Une brise en provenance du fleuve Saint-Laurent souffle sur Pessamit en ce matin ensoleillé de juillet. Autour d’une camionnette, une dizaine de Pessamiulnuat discutent dans la bonne humeur. Notre équipe va les accompagner au cours des prochaines 48 heures.
Devant nous, dépliée sur le capot, une carte de la Côte-Nord et du Nitassinan, la terre ancestrale des Innus.
Une fois l’itinéraire convenu, c’est le grand départ. Direction le nord, vers la forêt boréale. Trois heures de route nous attendent, en grande partie sur des chemins forestiers, qui nous mèneront jusqu’au réservoir Pipmuakan. C’est là que la communauté de Pessamit veut créer une aire protégée.
Au centre du projet : la sauvegarde du caribou forestier ainsi que de la langue et de la culture innues. C’est une question de survie pour les Pessamiulnuat, explique le conseiller en environnement Éric Kanapé.
« Le caribou, c'est l'animal qui nous a permis d'être ici aujourd'hui. Pendant des milliers d'années, le caribou a nourri nos ancêtres, les a habillés, les a outillés. »
Celui que les Innus nomment minashkuau-atiku est un animal sacré, au cœur de leur identité depuis la nuit des temps.
« Ça représente qui on est. Le lien qu'on a avec le territoire, notre langue, notre culture, nos savoirs traditionnels, ce que nos ancêtres ont vécu, qui ont marché sur ce territoire-là. C'est ce que ça représente. C'est très important pour nous autres. »
Tout au long du trajet, la rivière Betsiamites. Un cours d’eau d’une grande importance pour ce peuple nomade, souligne Éric Kanapé.

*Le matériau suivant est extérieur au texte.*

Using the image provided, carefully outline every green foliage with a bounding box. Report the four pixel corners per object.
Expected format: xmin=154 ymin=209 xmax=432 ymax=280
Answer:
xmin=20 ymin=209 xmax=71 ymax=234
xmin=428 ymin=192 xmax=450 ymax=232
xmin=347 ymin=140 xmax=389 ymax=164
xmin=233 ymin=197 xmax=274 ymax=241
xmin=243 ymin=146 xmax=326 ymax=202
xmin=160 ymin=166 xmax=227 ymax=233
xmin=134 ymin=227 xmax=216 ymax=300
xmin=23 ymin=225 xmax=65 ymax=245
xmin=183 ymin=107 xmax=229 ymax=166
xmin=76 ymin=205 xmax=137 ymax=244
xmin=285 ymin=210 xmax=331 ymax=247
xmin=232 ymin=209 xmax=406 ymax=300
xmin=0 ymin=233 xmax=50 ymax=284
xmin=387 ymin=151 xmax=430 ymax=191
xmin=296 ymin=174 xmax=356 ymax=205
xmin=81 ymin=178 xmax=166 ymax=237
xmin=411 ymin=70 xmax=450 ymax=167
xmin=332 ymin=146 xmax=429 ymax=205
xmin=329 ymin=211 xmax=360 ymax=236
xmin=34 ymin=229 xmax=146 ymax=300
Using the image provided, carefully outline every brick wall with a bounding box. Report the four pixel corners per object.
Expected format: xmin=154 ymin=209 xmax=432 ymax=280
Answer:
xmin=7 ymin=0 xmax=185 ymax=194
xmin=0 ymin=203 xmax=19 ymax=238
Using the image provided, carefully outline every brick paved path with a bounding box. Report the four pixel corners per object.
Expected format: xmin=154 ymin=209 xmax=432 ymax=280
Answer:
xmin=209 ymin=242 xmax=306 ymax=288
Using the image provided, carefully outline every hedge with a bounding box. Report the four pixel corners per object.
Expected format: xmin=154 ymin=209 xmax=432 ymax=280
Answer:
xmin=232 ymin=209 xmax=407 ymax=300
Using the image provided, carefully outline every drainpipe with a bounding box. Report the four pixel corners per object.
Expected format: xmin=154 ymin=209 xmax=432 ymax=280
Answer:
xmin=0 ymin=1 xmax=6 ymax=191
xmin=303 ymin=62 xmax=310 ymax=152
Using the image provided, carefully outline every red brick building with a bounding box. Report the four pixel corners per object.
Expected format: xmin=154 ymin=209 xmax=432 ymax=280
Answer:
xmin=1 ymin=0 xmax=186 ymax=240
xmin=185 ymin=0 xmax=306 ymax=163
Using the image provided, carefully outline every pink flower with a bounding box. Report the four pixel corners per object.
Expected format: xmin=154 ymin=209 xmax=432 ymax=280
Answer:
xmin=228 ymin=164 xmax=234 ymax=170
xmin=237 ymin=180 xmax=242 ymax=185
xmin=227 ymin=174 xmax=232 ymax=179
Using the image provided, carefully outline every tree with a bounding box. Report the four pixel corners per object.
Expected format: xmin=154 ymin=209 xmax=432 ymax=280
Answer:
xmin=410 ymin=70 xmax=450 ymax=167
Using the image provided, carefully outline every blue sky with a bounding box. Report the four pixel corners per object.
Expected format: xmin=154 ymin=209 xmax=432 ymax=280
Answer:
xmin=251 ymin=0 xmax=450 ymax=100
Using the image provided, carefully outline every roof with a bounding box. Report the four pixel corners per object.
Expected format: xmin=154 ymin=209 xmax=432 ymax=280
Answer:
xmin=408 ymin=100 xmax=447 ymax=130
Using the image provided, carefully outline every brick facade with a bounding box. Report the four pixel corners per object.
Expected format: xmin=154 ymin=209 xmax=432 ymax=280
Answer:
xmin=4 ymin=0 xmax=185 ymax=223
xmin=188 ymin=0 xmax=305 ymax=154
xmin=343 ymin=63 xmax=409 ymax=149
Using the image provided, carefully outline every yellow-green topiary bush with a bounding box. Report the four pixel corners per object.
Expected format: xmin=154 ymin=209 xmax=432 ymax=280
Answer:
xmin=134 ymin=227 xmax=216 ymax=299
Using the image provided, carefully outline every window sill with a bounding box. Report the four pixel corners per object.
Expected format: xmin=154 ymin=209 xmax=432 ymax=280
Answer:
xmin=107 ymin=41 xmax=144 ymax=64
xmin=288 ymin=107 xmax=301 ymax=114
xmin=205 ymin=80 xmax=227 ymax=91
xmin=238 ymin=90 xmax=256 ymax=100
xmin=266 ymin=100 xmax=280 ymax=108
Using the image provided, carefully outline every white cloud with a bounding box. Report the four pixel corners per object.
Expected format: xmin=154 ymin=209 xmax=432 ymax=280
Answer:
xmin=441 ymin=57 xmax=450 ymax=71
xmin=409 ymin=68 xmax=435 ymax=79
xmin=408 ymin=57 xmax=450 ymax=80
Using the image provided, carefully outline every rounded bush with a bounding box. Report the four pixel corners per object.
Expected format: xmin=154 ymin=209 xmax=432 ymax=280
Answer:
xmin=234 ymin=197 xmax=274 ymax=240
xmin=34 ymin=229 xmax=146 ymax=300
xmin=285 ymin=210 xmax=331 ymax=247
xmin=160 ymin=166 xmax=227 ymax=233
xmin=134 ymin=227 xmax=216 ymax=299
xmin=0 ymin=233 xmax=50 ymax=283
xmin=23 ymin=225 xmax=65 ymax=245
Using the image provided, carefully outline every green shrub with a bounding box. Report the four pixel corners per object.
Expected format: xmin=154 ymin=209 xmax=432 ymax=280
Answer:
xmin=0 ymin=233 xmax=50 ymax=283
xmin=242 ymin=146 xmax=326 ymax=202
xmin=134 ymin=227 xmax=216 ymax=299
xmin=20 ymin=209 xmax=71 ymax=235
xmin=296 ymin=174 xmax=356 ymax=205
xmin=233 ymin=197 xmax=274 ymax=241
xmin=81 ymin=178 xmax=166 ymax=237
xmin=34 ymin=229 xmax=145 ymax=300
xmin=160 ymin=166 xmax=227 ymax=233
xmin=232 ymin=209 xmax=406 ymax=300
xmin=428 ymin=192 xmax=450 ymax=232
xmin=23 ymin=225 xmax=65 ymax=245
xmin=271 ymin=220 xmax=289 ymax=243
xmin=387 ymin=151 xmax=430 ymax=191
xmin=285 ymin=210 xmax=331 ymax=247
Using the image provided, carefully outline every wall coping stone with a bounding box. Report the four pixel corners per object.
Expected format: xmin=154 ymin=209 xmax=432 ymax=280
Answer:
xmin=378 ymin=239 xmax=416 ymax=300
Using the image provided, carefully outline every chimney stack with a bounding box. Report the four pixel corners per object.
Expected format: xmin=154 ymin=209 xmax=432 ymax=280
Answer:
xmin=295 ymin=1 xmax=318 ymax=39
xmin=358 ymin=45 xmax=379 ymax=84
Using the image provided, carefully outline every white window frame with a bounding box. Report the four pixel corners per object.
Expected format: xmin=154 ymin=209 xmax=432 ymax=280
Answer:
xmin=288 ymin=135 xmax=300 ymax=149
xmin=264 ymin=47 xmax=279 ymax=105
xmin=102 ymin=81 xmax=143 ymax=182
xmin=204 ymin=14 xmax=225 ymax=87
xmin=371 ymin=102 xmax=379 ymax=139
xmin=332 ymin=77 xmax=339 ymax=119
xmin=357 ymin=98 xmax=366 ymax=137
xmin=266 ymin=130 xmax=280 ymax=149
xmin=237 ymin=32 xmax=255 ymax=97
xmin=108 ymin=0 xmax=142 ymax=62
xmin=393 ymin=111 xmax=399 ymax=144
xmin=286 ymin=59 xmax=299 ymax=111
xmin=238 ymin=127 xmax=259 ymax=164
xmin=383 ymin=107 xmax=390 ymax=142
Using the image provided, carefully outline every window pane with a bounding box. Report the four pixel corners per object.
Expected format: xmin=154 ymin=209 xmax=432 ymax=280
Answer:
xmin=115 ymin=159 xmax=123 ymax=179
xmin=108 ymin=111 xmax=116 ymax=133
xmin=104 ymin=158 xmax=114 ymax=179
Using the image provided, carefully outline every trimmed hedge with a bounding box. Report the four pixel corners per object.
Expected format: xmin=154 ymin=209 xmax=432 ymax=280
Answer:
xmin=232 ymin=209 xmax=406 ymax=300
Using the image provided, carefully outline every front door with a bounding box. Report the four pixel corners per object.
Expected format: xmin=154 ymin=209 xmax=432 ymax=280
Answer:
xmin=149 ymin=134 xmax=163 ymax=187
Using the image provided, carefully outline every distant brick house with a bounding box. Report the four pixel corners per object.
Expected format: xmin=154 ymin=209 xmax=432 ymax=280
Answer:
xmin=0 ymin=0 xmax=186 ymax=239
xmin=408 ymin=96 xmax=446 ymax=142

« C'est une rivière patrimoniale pour nous autres. C'est notre autoroute à l'époque de nos ancêtres, quand ils montaient vers le territoire. »
Le convoi s’arrête. Nous prenons une pause pour observer la rivière qui coule au loin en contrebas. Tout autour du cours d’eau, les coupes forestières sont bien visibles. Elles sont venues changer complètement le paysage et menacer l’habitat des caribous forestiers.

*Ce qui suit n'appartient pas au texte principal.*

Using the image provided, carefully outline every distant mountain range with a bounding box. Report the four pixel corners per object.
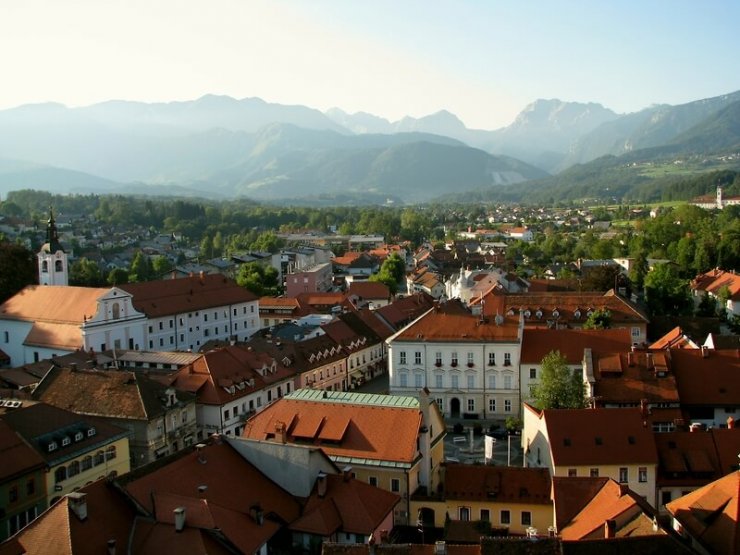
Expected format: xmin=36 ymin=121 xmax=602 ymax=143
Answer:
xmin=0 ymin=90 xmax=738 ymax=204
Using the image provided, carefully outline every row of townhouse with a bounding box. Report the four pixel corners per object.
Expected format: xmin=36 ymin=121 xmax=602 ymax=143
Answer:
xmin=386 ymin=287 xmax=651 ymax=420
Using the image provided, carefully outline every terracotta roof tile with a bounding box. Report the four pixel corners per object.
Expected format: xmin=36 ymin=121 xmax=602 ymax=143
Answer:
xmin=243 ymin=395 xmax=423 ymax=465
xmin=666 ymin=470 xmax=740 ymax=555
xmin=0 ymin=420 xmax=45 ymax=482
xmin=120 ymin=274 xmax=257 ymax=318
xmin=521 ymin=329 xmax=632 ymax=364
xmin=443 ymin=464 xmax=551 ymax=505
xmin=394 ymin=303 xmax=519 ymax=343
xmin=540 ymin=407 xmax=658 ymax=466
xmin=0 ymin=285 xmax=108 ymax=323
xmin=671 ymin=349 xmax=740 ymax=405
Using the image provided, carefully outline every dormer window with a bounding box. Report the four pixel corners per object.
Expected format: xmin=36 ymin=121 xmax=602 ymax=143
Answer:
xmin=524 ymin=310 xmax=531 ymax=318
xmin=535 ymin=310 xmax=543 ymax=319
xmin=574 ymin=310 xmax=581 ymax=319
xmin=552 ymin=309 xmax=559 ymax=318
xmin=87 ymin=427 xmax=96 ymax=437
xmin=62 ymin=436 xmax=71 ymax=447
xmin=74 ymin=432 xmax=84 ymax=442
xmin=48 ymin=441 xmax=58 ymax=452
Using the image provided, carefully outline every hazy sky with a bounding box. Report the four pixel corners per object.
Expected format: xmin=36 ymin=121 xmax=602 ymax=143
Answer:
xmin=2 ymin=0 xmax=738 ymax=129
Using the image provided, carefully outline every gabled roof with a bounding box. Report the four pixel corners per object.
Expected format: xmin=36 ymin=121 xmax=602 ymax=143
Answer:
xmin=119 ymin=273 xmax=257 ymax=318
xmin=488 ymin=290 xmax=649 ymax=325
xmin=290 ymin=474 xmax=400 ymax=536
xmin=243 ymin=391 xmax=426 ymax=467
xmin=691 ymin=268 xmax=740 ymax=300
xmin=32 ymin=367 xmax=195 ymax=421
xmin=536 ymin=407 xmax=658 ymax=466
xmin=592 ymin=350 xmax=680 ymax=405
xmin=122 ymin=440 xmax=301 ymax=538
xmin=0 ymin=403 xmax=128 ymax=464
xmin=671 ymin=349 xmax=740 ymax=405
xmin=666 ymin=470 xmax=740 ymax=555
xmin=653 ymin=430 xmax=733 ymax=487
xmin=348 ymin=281 xmax=391 ymax=300
xmin=649 ymin=326 xmax=699 ymax=350
xmin=6 ymin=479 xmax=137 ymax=555
xmin=443 ymin=464 xmax=551 ymax=505
xmin=392 ymin=301 xmax=519 ymax=343
xmin=172 ymin=345 xmax=294 ymax=406
xmin=0 ymin=419 xmax=45 ymax=482
xmin=553 ymin=477 xmax=657 ymax=541
xmin=521 ymin=329 xmax=631 ymax=364
xmin=0 ymin=285 xmax=108 ymax=323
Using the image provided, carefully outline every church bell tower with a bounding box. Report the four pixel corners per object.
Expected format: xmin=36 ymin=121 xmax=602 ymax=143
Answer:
xmin=38 ymin=207 xmax=68 ymax=286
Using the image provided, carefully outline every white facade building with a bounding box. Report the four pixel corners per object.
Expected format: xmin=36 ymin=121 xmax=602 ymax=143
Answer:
xmin=387 ymin=301 xmax=523 ymax=420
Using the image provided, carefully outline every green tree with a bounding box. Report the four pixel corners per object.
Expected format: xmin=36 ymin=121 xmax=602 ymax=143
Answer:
xmin=644 ymin=264 xmax=692 ymax=316
xmin=531 ymin=351 xmax=587 ymax=410
xmin=69 ymin=258 xmax=105 ymax=286
xmin=152 ymin=255 xmax=173 ymax=277
xmin=0 ymin=241 xmax=36 ymax=303
xmin=582 ymin=308 xmax=611 ymax=330
xmin=129 ymin=251 xmax=154 ymax=282
xmin=235 ymin=262 xmax=280 ymax=296
xmin=250 ymin=231 xmax=284 ymax=254
xmin=107 ymin=268 xmax=129 ymax=286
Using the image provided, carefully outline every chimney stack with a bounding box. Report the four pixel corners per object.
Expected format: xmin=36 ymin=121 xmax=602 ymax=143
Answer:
xmin=728 ymin=416 xmax=735 ymax=429
xmin=107 ymin=539 xmax=116 ymax=555
xmin=197 ymin=485 xmax=208 ymax=497
xmin=604 ymin=519 xmax=616 ymax=539
xmin=67 ymin=492 xmax=88 ymax=521
xmin=69 ymin=362 xmax=78 ymax=372
xmin=701 ymin=345 xmax=709 ymax=359
xmin=645 ymin=352 xmax=654 ymax=369
xmin=195 ymin=443 xmax=207 ymax=464
xmin=275 ymin=421 xmax=287 ymax=444
xmin=342 ymin=465 xmax=353 ymax=482
xmin=174 ymin=507 xmax=186 ymax=532
xmin=317 ymin=471 xmax=328 ymax=497
xmin=250 ymin=504 xmax=264 ymax=525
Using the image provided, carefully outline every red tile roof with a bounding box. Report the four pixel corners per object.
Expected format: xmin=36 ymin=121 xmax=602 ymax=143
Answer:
xmin=172 ymin=345 xmax=295 ymax=405
xmin=120 ymin=273 xmax=257 ymax=318
xmin=348 ymin=281 xmax=391 ymax=300
xmin=9 ymin=479 xmax=137 ymax=555
xmin=243 ymin=396 xmax=423 ymax=466
xmin=0 ymin=285 xmax=108 ymax=323
xmin=0 ymin=420 xmax=45 ymax=482
xmin=666 ymin=470 xmax=740 ymax=555
xmin=592 ymin=350 xmax=680 ymax=405
xmin=393 ymin=302 xmax=519 ymax=343
xmin=443 ymin=464 xmax=551 ymax=505
xmin=536 ymin=407 xmax=658 ymax=466
xmin=520 ymin=329 xmax=632 ymax=364
xmin=692 ymin=269 xmax=740 ymax=301
xmin=291 ymin=474 xmax=399 ymax=536
xmin=671 ymin=349 xmax=740 ymax=405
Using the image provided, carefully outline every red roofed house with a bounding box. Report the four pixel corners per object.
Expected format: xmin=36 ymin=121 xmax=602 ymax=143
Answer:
xmin=667 ymin=469 xmax=740 ymax=555
xmin=552 ymin=476 xmax=666 ymax=541
xmin=411 ymin=464 xmax=552 ymax=536
xmin=321 ymin=312 xmax=385 ymax=388
xmin=519 ymin=328 xmax=632 ymax=405
xmin=242 ymin=388 xmax=446 ymax=525
xmin=387 ymin=300 xmax=523 ymax=420
xmin=691 ymin=268 xmax=740 ymax=316
xmin=522 ymin=405 xmax=659 ymax=507
xmin=171 ymin=344 xmax=298 ymax=438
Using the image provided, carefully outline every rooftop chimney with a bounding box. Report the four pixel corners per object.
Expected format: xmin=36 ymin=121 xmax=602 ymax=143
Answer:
xmin=604 ymin=519 xmax=616 ymax=539
xmin=195 ymin=443 xmax=207 ymax=464
xmin=645 ymin=352 xmax=654 ymax=369
xmin=107 ymin=539 xmax=116 ymax=555
xmin=317 ymin=471 xmax=328 ymax=497
xmin=197 ymin=485 xmax=208 ymax=497
xmin=250 ymin=504 xmax=264 ymax=525
xmin=728 ymin=416 xmax=735 ymax=429
xmin=701 ymin=345 xmax=709 ymax=359
xmin=174 ymin=507 xmax=186 ymax=532
xmin=275 ymin=421 xmax=287 ymax=444
xmin=342 ymin=465 xmax=353 ymax=482
xmin=434 ymin=541 xmax=447 ymax=555
xmin=67 ymin=492 xmax=87 ymax=521
xmin=69 ymin=362 xmax=78 ymax=372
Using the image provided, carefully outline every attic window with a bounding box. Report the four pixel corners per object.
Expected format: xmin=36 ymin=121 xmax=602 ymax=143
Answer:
xmin=552 ymin=310 xmax=560 ymax=318
xmin=594 ymin=437 xmax=602 ymax=446
xmin=574 ymin=310 xmax=581 ymax=319
xmin=535 ymin=310 xmax=543 ymax=319
xmin=524 ymin=310 xmax=531 ymax=318
xmin=628 ymin=435 xmax=636 ymax=445
xmin=87 ymin=427 xmax=96 ymax=437
xmin=74 ymin=432 xmax=84 ymax=442
xmin=563 ymin=438 xmax=571 ymax=447
xmin=62 ymin=436 xmax=71 ymax=447
xmin=507 ymin=309 xmax=515 ymax=316
xmin=48 ymin=441 xmax=58 ymax=452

À ce moment, un camion chargé d’arbres se dirige en notre direction. Le visage d’un des aînés qui nous accompagne s’assombrit.
Ça me fait pleurer. Tout mon territoire de chasse est déboisé. Ça me fait mal au cœur
, déplore Robert Dominique.
Devant le camion qui passe devant lui, il peine à cacher sa tristesse. Ça s'en va vers la mer. Ça va devenir en papier. Alors que nous autres, on se servait de ça pour faire des toboggans, pour faire du bois de chauffage, pour faire des raquettes, pour faire des rames et tout ça
, raconte Robert Dominique.

L'exploitation forestière empiète sur les territoires de chasse.

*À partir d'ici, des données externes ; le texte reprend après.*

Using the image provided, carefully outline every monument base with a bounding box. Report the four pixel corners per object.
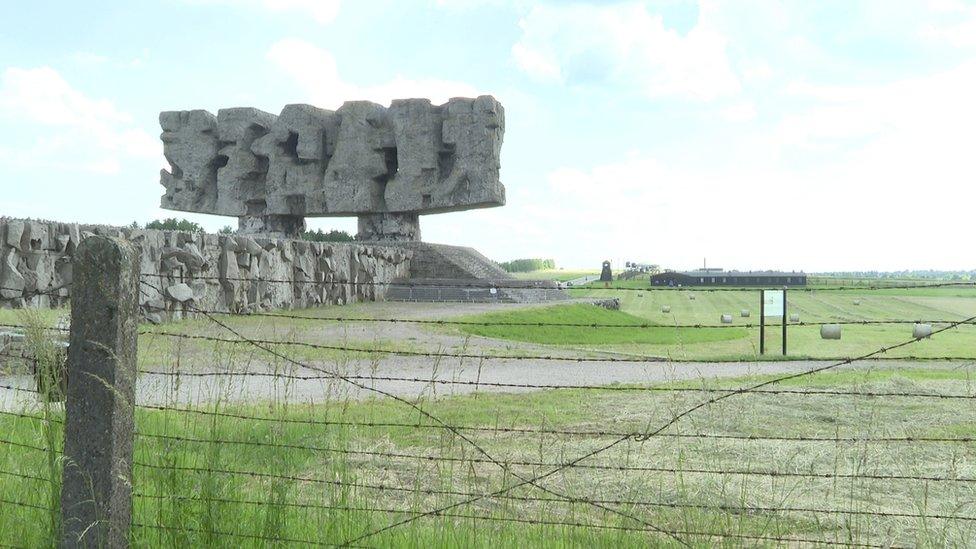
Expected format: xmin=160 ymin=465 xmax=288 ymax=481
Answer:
xmin=238 ymin=214 xmax=306 ymax=240
xmin=356 ymin=213 xmax=421 ymax=242
xmin=371 ymin=241 xmax=569 ymax=303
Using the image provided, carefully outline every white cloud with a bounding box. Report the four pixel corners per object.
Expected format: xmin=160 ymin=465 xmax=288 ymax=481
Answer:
xmin=0 ymin=66 xmax=159 ymax=173
xmin=510 ymin=1 xmax=740 ymax=101
xmin=478 ymin=60 xmax=976 ymax=271
xmin=779 ymin=62 xmax=976 ymax=156
xmin=265 ymin=38 xmax=480 ymax=107
xmin=738 ymin=58 xmax=773 ymax=84
xmin=511 ymin=42 xmax=561 ymax=82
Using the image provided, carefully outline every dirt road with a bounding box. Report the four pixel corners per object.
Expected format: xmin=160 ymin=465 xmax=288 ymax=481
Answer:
xmin=1 ymin=356 xmax=958 ymax=409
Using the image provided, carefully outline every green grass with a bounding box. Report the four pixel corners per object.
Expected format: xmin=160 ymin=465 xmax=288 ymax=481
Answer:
xmin=3 ymin=352 xmax=976 ymax=547
xmin=544 ymin=285 xmax=976 ymax=360
xmin=457 ymin=303 xmax=746 ymax=346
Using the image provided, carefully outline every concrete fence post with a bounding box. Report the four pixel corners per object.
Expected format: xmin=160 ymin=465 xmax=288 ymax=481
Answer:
xmin=61 ymin=236 xmax=139 ymax=548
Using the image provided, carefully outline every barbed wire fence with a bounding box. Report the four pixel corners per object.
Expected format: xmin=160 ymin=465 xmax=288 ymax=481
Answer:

Deux autres aînés accompagnent Robert Dominique dans cette expédition : Desanges St-Onge et Philippe Rock. Leurs connaissances du territoire et des savoirs traditionnels vont être utiles pour documenter et faire avancer le projet d’aire protégée qui germait depuis des années dans le cœur des Pessamiulnuat.

Des traditions autochtones menacées par l'exploitation de la forêt.
Les choses se sont accélérées en février 2021, quand Québec a modifié la Loi sur la conservation du patrimoine naturel. Le gouvernement y a alors introduit un nouveau concept : celui des aires protégées d’initiative autochtone. Les Premières Nations peuvent désormais proposer des projets sur leur territoire afin d’y conserver des éléments de la biodiversité et de leur culture.
L'aire protégée Pipmuakan, c'est une aire qui est créée par et pour les Pessamiulnuat
, nous explique Marie-Hélène Rousseau. Cette ingénieure forestière est responsable du projet pour le Conseil des Innus de Pessamit. Elle croit que cette protection est essentielle pour s’assurer qu'on puisse sauvegarder à perpétuité au moins un endroit dans lequel les Innus peuvent poursuivre leurs pratiques traditionnelles afin de les transmettre aux générations futures.